In principle, we can use Eq. (3.15) to determine the effect of Tsallis statistics and the effect of higher orders is difficult to detect.

4 Effective radius and lifetime of black holes

As we have pointed out, one can define the effective radius \(r_A\) of the black-hole quantum atmosphere by equating the Hawking radiation power \(P_{BH}\) of the emitting black hole with the corresponding \(P_{BB}\) of a flat space perfect balckbody emitter [6, 7]. Considering the effect of Tsallis statistical mechanics, we have

$$\begin{aligned} P_{TS}(r_H, T_{BH})= \tilde{P}_{BB}(\tilde{r}_A, T_{BH}), \end{aligned}$$
(4.1)

where \(P_{TS}\) and \(\tilde{P}_{BB}\) are the modified Hawking radiation power of a black hole and the modified blackbody radiation power of a flat space perfect balckbody emitter considering Tsallis statistical mechanics. Combining Eqs. (2.1), (2.2), (2.3), (3.2) and (4.1), we can obtain

$$\begin{aligned} \tilde{r}_A= & {} [(D+1-Dq)(D-(D-1)q)\cdots (2-q)]^{\frac{1}{D-1}}\nonumber \\&\times \left[ \frac{\pi }{D \zeta (D+1)} (\frac{4\pi }{D-2})^{D+1} \bar{P}_{TS}\right] ^{\frac{1}{D-1}} \times r_H, \end{aligned}$$
(4.2)

where \(\tilde{r}_A\) is the effective radius in Tsallis statistical mechanics and

$$\begin{aligned} \bar{P}_{TS} = P_{TS} \times r^2_H. \end{aligned}$$
(4.3)

At order \(O(q-1)\), we can find that

$$\begin{aligned} \tilde{r}_A =r_A, \end{aligned}$$
(4.4)

where

$$\begin{aligned} r_A = \left[ \frac{\pi }{D \zeta (D+1)} (\frac{4\pi }{D-2})^{D+1} \bar{P}_{BH}\right] ^{\frac{1}{D-1}} \times r_H \end{aligned}$$
(4.5)

is the effective radius obtained in standard statistical mechanics [7]. Based on Ref. [7], we know that the Hawking black-hole radiation spectrum originates from an effective quantum “atmosphere” which extends well outside the black-hole horizon, namely, \(r_A\) is far from horizon of black-hole. From Eq. (4.4), we know that the conclusion keeps at order \(O(q-1)\).

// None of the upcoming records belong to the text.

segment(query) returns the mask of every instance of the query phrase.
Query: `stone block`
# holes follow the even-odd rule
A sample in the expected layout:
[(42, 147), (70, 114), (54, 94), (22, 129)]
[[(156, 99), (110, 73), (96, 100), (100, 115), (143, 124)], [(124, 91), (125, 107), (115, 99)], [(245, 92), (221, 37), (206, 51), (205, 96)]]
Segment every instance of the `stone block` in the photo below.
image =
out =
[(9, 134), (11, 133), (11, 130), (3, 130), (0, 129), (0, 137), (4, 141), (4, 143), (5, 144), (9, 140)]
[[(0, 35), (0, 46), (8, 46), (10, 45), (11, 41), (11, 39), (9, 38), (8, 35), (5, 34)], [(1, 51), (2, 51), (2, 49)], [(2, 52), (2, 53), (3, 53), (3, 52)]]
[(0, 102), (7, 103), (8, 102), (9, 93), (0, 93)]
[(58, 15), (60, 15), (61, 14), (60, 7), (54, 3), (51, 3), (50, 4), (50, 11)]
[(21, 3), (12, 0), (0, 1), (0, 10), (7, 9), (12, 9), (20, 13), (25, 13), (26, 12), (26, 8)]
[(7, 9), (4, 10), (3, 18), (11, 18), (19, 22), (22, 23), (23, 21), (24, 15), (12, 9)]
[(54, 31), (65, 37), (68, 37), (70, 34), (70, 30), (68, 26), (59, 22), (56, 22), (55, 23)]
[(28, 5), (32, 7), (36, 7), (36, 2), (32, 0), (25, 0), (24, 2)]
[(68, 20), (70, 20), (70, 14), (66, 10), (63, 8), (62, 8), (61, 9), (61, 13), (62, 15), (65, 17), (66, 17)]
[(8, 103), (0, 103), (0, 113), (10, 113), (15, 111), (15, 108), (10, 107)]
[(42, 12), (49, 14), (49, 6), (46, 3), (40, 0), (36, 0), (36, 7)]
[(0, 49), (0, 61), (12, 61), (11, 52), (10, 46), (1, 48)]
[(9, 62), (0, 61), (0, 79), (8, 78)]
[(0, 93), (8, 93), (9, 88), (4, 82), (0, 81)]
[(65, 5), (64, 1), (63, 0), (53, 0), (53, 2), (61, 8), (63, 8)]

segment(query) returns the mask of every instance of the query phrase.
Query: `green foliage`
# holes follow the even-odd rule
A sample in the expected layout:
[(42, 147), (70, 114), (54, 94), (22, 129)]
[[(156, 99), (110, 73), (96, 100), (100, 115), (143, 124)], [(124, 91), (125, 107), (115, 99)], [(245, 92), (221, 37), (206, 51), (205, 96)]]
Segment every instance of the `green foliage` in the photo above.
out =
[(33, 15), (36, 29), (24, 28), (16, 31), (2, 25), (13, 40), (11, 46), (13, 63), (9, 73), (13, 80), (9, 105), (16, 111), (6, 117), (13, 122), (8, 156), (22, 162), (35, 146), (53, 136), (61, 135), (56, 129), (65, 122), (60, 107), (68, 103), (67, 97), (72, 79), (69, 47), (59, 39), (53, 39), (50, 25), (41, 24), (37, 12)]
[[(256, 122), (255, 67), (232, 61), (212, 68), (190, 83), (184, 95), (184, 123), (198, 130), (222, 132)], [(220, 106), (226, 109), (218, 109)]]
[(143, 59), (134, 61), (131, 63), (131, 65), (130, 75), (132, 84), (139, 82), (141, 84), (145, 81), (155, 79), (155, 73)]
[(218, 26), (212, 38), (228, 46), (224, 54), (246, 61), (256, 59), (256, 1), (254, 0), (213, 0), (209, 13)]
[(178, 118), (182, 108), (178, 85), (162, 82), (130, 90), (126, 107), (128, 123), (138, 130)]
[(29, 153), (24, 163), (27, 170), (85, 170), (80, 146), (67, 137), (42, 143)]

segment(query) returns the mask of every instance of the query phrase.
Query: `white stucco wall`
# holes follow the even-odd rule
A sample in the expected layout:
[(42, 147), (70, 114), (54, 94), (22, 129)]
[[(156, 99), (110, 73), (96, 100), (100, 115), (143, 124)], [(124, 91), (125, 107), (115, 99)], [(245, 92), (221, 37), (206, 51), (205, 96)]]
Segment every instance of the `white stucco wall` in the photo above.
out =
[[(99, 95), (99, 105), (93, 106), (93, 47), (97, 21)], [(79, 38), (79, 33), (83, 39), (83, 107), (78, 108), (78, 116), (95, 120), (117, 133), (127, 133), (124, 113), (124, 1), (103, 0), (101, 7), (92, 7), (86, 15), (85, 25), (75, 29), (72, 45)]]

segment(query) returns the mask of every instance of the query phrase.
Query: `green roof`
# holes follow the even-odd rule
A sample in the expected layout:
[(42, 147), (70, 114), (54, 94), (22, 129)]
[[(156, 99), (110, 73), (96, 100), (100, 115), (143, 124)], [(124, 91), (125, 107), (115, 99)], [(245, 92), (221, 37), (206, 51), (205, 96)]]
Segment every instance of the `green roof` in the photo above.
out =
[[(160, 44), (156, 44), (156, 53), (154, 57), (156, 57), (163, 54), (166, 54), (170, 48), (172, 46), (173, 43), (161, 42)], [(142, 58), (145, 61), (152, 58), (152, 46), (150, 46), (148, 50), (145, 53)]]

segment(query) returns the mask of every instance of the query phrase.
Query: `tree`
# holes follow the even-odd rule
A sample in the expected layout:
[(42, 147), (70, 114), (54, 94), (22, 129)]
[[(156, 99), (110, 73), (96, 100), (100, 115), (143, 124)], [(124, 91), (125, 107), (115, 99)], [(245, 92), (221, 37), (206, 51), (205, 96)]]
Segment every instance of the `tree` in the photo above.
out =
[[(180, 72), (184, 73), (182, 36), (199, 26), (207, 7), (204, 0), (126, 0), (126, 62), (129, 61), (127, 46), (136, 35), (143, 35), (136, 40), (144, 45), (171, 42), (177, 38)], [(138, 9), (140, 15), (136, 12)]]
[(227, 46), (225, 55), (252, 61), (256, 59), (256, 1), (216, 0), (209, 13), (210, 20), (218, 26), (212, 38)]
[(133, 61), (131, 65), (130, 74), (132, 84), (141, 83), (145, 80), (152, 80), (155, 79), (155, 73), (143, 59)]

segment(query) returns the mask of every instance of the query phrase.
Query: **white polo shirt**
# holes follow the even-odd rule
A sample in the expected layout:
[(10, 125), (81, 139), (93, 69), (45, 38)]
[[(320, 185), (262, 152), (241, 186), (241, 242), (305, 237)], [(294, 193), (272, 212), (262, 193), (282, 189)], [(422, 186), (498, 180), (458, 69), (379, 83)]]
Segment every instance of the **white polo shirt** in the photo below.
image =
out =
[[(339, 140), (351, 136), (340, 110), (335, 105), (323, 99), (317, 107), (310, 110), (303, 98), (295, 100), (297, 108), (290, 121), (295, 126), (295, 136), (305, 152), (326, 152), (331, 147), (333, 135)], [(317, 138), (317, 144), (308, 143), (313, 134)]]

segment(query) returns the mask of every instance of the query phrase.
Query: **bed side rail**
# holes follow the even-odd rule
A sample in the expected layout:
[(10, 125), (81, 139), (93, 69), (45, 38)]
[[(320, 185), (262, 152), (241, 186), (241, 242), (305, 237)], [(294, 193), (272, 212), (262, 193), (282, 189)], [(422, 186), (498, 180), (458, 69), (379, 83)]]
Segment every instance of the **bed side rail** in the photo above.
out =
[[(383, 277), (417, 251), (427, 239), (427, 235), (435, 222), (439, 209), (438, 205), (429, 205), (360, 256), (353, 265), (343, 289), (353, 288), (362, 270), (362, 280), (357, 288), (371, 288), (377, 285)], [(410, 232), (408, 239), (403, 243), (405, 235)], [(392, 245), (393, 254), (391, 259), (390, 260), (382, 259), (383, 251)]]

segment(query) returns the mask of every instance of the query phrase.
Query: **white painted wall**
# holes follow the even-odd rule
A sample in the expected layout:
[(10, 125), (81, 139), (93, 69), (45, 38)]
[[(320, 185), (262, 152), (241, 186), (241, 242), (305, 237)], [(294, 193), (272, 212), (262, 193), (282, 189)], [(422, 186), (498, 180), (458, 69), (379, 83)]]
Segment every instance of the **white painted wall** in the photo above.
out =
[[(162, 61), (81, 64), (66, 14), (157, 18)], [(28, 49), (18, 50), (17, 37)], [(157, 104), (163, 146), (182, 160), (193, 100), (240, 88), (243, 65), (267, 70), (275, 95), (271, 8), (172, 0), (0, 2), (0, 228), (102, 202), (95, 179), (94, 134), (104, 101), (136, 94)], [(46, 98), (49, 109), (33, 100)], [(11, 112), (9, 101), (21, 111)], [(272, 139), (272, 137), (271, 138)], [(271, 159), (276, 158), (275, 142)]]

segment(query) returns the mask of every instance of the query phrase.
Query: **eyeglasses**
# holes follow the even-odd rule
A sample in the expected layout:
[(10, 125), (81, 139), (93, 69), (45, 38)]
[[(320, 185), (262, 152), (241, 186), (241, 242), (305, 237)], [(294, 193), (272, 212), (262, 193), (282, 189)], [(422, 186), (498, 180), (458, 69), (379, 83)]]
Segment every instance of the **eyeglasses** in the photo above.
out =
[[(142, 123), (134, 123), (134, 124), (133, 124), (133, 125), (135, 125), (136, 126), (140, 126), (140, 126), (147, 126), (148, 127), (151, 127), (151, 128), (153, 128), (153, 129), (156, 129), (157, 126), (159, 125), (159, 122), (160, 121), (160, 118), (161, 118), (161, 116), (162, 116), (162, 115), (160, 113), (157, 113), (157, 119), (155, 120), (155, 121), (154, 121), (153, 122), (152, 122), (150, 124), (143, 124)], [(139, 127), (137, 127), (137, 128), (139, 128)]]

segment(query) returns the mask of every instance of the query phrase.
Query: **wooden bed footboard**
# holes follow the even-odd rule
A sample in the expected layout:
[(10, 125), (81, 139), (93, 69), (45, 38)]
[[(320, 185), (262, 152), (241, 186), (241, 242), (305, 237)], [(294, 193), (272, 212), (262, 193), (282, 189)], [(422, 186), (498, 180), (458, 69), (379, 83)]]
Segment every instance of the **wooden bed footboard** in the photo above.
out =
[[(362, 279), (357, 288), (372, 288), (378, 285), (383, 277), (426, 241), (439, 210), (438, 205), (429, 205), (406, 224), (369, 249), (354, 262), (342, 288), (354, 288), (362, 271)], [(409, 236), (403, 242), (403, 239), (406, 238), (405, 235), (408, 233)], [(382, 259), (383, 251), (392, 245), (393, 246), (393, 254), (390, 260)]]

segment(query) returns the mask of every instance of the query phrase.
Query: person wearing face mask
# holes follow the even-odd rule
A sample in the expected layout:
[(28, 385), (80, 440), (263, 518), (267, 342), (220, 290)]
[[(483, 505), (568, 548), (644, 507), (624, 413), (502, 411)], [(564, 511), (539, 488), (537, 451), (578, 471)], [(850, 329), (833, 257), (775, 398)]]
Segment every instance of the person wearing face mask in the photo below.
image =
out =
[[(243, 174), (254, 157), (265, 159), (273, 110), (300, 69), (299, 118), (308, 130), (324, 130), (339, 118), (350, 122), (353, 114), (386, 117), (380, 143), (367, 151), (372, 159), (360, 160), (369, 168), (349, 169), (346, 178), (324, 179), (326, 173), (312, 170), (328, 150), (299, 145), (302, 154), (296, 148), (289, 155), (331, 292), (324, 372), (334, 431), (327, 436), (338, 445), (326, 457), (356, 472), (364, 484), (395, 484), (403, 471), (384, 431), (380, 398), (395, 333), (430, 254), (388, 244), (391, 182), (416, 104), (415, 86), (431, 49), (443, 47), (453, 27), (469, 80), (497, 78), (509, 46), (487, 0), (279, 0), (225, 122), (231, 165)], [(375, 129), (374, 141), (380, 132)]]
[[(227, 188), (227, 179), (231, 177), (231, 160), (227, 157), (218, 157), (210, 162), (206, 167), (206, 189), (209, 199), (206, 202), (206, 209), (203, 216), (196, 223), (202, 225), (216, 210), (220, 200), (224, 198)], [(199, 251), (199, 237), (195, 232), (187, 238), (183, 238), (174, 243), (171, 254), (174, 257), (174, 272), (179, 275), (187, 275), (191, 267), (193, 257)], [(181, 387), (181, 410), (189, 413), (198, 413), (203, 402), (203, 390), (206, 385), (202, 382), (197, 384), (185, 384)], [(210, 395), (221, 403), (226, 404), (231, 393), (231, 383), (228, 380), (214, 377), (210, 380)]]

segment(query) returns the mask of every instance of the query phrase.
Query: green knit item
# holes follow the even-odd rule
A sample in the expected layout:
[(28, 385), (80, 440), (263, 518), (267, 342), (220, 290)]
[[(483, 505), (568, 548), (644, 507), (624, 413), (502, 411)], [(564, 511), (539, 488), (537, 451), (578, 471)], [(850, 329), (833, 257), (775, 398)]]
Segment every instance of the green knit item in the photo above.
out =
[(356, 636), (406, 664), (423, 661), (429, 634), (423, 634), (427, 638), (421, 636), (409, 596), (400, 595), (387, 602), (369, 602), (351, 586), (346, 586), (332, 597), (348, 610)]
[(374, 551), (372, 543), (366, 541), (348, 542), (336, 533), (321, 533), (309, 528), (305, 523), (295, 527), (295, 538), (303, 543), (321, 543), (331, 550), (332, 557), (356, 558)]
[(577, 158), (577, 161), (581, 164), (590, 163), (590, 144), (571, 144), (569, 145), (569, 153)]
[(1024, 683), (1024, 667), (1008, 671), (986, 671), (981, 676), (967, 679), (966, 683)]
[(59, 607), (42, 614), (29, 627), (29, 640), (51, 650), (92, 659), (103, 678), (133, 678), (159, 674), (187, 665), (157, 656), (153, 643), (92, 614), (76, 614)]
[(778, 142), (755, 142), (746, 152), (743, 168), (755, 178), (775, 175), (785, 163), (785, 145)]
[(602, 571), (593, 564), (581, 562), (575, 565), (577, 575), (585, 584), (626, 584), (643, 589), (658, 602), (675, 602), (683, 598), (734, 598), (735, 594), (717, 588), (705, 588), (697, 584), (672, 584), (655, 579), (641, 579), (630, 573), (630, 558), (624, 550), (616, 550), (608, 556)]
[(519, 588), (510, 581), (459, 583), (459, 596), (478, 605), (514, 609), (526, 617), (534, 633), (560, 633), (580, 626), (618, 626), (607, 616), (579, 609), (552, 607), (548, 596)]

Moreover, we calculate the lifetime of black hole. According to energy conservation, we have

$$\begin{aligned} \frac{d}{dt} M = -P_{TS} = - \tilde{P}_{BB}. \end{aligned}$$
(4.6)

In \((3+1)\)-dimension, we know that \(A=4\pi r^2_A\) and \(r_A = 2.679 r_H\) [7]. In addition, we have \(M = \frac{1}{2} r_H\). Therefore, from Eq. (4.6), we obtain that

$$\begin{aligned} t = 1.488 \times \frac{\pi ^3 r^3_H}{\sigma _q}. \end{aligned}$$
(4.7)

From Eq. (2.24), then Eq. (4.7) can be rewritten as

$$\begin{aligned} t = (4-3q)(3-2q)(2-q)t_0, \end{aligned}$$
(4.8)

where

$$\begin{aligned} t_0 = 1.488 \times \frac{\pi ^3 r^3_H}{\sigma }. \end{aligned}$$
(4.9)

According to Ref. [16], we know that \(0.88<q<1.05\) from observations. Hence, the lifetime of black hole is

$$\begin{aligned} 0.727t_0< t < 1.889 t_0. \end{aligned}$$
(4.10)

In principle, we can compare (4.10) with \(t_0\) to detect the effect of Tsallis statistical mechanics in the future.

5 Effect of large q

In this section, we briefly consider the effect of very large q. When \(q \rightarrow \infty \), we know

$$\begin{aligned} \lim _{q \rightarrow \infty } \ln [1+(q-1)\beta _H \omega ]^{1/(q-1)} = \frac{1}{q}. \end{aligned}$$
(5.1)

Therefore,

$$\begin{aligned} \lim _{q \rightarrow \infty } [1+(q-1)\beta _H \omega ]^{1/(q-1)} = \lim _{q \rightarrow \infty } \frac{1}{e^{1/q}-1} = q. \end{aligned}$$
(5.2)

Furthermore, from (2.4), we know that when \(q \rightarrow \infty \)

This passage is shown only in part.